Social marketers often dance an awkward cha-cha among the competing beats of conversation and commerce. Since we’re comparing digital life to a dance party — and why not? — by now it’s clear that most marketers know:
They need to attend the party (social presence)
It’s polite to respond when spoken to (community management)
It’s neighborly to invite people into conversation on topics they might find interesting (social marketing)
But . . . they struggle knowing when and if it’s okay to pull out the product samples. This week, we focus on the art and science of social selling. One insight that emerged from our most recent Gartner Social Marketing Survey (subscription required) is that most digital marketers are only beginning to explore this rich tundra.
Highlighted research this week provides advice on choreographing your social selling moves:
How to use social behavior to trigger buying behavior
How to turn social marketing activities into sales
How to choose a social storefront
Social selling is not new. To get back to our party, marketers who succeed here are those who are able to do in the digital realm what a previous generation of word-of-mouth marketers did in the room. Consider an insurance salesman in the suburbs in the 1950s: he was a local, a friend or the friend of a friend, and he needed deals to pay the rent. How did he do it?
First, he belonged. There is a concept in social science called “belonging before belief.” It was developed by researchers like Rodney Stark, who studied how coherent social groups get formed. Stark’s research was specifically around cult formation, and he discovered something that surprised the discipline.
In Stark’s original study, one assumption was that people join a movement because they are attracted to its tenets or ideology, and that once they join, they become part of a new social sphere. As it turned out, the opposite was true: people joined the groups Stark studied because friends or relatives were in the group, and over time they came to feel comfortable with the doctrines.
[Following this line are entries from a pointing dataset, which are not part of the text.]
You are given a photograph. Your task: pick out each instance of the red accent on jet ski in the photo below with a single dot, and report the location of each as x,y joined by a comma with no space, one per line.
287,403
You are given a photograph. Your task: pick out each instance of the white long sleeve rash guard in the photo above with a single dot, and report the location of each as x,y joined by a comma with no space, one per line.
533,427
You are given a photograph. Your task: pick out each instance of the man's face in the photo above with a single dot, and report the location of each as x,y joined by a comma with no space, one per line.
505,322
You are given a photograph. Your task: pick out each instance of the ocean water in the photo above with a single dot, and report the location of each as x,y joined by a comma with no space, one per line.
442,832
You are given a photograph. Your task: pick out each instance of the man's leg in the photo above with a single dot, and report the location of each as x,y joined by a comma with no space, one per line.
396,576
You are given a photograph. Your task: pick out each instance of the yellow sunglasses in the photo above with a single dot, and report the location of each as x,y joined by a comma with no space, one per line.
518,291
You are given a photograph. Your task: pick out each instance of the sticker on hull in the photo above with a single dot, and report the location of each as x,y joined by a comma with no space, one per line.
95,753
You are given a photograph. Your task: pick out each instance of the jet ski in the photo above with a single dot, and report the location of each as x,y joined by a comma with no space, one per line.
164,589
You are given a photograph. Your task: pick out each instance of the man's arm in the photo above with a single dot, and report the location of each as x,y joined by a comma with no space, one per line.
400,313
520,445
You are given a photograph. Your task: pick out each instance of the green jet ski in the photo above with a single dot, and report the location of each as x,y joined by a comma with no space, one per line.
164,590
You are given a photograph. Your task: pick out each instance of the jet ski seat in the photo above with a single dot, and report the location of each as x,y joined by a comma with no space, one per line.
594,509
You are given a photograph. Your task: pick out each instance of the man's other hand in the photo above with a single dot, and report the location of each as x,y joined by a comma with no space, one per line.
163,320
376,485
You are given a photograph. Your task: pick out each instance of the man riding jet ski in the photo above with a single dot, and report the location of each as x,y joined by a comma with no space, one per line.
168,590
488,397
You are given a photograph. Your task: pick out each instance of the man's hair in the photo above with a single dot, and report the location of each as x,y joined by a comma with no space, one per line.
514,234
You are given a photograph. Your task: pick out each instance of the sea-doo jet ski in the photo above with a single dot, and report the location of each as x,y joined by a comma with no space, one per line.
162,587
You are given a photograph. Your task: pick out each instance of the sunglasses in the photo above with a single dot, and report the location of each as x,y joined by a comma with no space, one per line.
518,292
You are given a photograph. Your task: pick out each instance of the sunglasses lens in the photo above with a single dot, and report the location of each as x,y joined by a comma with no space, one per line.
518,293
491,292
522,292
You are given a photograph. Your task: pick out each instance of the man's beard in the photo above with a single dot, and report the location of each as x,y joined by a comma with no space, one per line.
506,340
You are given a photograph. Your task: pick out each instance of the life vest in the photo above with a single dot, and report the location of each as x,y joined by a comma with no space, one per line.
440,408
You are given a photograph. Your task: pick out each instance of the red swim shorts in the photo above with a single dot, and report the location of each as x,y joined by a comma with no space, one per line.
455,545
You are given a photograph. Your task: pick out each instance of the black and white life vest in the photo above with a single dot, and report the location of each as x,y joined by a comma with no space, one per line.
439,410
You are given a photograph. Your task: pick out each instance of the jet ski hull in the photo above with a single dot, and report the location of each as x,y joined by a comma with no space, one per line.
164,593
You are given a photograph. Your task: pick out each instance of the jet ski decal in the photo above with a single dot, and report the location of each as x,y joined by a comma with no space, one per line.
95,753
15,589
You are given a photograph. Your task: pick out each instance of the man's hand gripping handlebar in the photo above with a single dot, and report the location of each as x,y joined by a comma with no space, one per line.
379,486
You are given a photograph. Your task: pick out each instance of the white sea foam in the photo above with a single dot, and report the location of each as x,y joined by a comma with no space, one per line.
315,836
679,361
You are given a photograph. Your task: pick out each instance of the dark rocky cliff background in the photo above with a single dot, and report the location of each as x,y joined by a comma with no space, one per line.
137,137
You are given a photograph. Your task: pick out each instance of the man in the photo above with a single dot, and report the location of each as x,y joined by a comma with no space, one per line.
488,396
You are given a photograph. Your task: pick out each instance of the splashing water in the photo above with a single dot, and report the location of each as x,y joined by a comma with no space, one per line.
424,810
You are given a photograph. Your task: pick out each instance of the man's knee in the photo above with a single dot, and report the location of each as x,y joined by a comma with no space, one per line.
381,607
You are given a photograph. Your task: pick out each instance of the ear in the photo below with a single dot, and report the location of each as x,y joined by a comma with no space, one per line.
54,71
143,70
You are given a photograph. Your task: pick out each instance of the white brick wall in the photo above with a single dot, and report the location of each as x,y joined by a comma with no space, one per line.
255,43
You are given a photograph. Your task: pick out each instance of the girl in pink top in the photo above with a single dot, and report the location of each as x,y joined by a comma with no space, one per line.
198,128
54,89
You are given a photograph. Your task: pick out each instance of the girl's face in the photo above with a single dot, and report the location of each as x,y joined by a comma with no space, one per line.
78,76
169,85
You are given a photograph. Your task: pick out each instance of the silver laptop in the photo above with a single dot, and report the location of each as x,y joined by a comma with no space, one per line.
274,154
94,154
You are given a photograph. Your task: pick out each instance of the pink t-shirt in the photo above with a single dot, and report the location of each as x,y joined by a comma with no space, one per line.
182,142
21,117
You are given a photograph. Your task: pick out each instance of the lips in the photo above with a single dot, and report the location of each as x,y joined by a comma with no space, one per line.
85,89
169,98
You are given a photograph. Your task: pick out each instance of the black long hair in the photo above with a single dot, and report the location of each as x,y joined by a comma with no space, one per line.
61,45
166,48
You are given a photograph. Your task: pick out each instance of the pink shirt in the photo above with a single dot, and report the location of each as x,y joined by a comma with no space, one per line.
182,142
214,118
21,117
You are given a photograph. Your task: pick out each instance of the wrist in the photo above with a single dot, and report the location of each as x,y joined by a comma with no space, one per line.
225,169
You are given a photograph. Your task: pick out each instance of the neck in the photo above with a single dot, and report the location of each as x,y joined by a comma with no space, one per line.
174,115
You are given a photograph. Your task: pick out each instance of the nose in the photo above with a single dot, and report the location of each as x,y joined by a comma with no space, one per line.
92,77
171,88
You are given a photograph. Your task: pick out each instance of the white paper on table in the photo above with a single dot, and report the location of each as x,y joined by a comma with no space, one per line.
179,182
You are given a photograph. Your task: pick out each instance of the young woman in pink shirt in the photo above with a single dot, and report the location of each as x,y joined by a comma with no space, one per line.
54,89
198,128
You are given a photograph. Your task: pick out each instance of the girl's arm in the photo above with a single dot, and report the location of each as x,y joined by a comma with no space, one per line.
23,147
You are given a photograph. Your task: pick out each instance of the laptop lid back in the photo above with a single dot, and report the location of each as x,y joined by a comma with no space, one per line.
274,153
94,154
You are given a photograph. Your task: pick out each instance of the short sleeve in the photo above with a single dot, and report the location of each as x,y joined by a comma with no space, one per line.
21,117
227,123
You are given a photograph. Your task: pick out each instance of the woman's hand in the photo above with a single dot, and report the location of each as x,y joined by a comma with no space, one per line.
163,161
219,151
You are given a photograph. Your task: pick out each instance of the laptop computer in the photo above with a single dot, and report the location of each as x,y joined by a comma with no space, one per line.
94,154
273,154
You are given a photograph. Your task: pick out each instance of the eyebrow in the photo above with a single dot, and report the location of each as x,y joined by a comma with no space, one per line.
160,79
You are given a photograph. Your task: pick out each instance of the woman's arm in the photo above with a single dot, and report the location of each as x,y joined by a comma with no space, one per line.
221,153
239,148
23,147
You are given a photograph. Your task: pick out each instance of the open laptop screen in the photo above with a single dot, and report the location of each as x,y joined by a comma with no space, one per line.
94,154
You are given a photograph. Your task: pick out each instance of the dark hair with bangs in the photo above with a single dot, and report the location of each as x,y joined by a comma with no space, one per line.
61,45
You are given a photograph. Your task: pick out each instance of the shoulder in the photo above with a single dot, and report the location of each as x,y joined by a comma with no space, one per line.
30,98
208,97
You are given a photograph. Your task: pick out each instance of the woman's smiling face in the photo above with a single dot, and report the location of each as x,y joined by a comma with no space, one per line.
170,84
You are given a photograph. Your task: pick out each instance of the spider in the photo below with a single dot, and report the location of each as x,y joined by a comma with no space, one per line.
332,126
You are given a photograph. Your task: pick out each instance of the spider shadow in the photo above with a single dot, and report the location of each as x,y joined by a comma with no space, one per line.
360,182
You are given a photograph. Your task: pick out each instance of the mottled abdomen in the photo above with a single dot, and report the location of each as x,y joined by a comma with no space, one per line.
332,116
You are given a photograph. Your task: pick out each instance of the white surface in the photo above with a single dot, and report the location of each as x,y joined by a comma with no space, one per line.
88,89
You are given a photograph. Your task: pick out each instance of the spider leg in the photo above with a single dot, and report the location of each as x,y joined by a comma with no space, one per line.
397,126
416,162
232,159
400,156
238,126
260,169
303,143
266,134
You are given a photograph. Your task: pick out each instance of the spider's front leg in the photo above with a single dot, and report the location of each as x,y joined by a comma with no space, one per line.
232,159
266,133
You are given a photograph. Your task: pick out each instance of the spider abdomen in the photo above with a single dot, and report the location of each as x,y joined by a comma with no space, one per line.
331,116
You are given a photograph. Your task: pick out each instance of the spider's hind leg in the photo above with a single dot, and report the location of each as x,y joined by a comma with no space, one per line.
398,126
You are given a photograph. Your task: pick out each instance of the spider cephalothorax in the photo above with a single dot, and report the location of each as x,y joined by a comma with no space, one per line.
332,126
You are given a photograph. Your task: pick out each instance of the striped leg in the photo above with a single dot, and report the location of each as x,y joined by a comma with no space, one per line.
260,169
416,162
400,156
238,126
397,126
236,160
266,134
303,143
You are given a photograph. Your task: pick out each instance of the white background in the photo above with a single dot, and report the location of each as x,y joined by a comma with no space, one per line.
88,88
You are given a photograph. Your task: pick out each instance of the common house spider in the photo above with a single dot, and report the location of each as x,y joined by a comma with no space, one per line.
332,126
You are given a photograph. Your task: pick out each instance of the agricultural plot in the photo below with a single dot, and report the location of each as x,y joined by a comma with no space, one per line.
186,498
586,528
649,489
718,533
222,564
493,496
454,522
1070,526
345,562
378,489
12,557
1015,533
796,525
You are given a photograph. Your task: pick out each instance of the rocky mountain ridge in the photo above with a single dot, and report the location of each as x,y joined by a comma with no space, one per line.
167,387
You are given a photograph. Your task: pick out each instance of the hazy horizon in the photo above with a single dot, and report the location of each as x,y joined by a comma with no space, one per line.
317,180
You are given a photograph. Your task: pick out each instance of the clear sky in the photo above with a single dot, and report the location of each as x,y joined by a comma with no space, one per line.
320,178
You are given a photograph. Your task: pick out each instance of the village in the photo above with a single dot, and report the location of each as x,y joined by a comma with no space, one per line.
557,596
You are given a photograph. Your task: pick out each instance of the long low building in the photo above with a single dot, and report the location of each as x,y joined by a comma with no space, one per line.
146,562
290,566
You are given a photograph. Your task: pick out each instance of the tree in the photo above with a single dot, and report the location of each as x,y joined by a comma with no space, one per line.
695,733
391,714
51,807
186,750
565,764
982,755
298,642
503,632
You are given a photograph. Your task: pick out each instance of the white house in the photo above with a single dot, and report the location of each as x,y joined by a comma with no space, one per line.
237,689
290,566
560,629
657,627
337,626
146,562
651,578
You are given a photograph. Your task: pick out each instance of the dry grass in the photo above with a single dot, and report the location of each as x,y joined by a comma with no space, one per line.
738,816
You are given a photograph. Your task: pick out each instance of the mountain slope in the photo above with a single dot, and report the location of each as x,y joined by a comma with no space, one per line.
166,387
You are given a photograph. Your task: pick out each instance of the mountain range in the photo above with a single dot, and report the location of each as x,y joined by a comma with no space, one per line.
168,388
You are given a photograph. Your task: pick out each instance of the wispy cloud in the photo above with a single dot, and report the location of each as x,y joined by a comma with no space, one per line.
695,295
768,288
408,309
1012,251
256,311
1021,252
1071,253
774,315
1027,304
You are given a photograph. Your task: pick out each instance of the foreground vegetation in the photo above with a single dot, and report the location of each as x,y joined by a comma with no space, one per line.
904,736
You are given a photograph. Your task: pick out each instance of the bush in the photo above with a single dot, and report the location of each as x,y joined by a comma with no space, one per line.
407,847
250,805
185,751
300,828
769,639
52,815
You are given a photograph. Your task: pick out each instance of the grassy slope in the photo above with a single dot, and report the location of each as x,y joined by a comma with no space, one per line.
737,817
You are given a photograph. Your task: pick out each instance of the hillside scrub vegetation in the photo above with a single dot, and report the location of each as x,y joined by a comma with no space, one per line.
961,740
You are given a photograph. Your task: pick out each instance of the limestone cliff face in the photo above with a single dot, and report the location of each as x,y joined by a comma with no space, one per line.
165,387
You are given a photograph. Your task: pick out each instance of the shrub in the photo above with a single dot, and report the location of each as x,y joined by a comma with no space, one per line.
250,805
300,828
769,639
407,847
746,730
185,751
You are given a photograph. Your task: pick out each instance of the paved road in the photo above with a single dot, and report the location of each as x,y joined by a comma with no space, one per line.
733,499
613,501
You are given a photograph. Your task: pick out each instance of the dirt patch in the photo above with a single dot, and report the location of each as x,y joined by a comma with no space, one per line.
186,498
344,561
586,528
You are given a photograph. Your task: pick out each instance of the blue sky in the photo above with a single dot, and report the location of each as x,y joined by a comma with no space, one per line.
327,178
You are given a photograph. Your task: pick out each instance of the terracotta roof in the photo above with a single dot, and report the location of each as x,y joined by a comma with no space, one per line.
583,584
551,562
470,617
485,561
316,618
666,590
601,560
Belonging came before belief.
The word social scientists use for this process is the same one marketers use: conversion. Of course, I’m not implying that brands are cults (although some may resemble them), nor that Stark’s findings can be xeroxed by brand community managers. But I do think social marketers can learn a lot from social scientists, who are simply studying how humans act in groups.
The implications of this insight for social selling are:
People are more likely to buy (convert) if they’re already part of the community
They’re more likely to join a community if they believe a friend or peer is already a member
Anticipate that any sale will happen after a period (perhaps a long period) of simply getting comfortable with the community
Communities need an identity — they can’t be generic
Ultimately, our research reminds the marketer that social selling is social first, selling second. There is a right way and a wrong way to approach it in a social context. Just like a well-choreographed dance, it requires the partners to be moving in rhythm before the big closing number.